Development of a homogeneous time-resolved fluorescence assay for detection of viral double-stranded RNA

Research Highlights Life Science

A new HTS compatible assay to screen antivirals targeting dsRNA viruses

Expert opinion

Bacteria, fungi, parasites, and viruses… the main pathogens that affect humans and trigger severe diseases. Significant research effort is dedicated to understanding infection routes and identifying solutions for treating infected patients.
Like the now well-established classification systems in place for all cellular organisms, virus classification is based mainly on phenotypic characteristics. This includes the size and shape of their protein coat, nucleic acid type (DNA or RNA), and replication mode in their host organisms. All these criteria need to be considered when setting up the most appropriate assay to screen new viral inhibitors.
A range of assays is available for virologists, such as plaque assays to measure virus infectivity, cytopathic effect (CPE) assay to assess morphological changes of infected cells, quantitative PCR (qPCR), and ELISA. However, none of these options are suitable for large-scale screening of new antiviral agents.
In this case study on Human rhinovirus (HRV), a double-stranded RNA virus, Motomichi Fujita developed a rapid, cost-effective, and HTS-compatible assay to screen compounds. She tested the robustness of her assay on several cell lines (MRC-5 and H1-Hela) infected at different MOI with different dsRNA viruses (HRV, CV, EV and MNV). Using this assay in dose-response experiments, the inhibitory effect of Rupintrivir (AG7088) was confirmed with consistent EC50 values.
All the landmarks of robust HTS are present: Z’ Factor >0.7, signal-to-background (S/B) ratio >60. The first universal high-throughput assay focused on dsRNA virus replication is at your fingertips!


The group of positive-sense single-stranded RNA ((+) ssRNA) viruses includes many important human pathogens.
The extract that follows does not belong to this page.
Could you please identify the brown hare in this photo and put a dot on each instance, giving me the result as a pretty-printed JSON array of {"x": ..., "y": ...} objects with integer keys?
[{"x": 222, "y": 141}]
However, specific antiviral agents are not currently available for many RNA viruses. For screening of antiviral agents, methods that are simple, rapid, and compatible with high-throughput are required. Here, we describe a novel method for measurement of double-stranded RNA using a homogeneous time-resolved fluorescence assay. This method allowed detection of human rhinovirus (HRV), enterovirus, coxsackievirus, and murine norovirus. Furthermore, this method detected antiviral activity of an HRV 3C protease inhibitor. The assay may be useful for discovery of antiviral agents against (+) ssRNA viruses.


Analytical Biochemistry, 2019 Feb 1;566:46-49.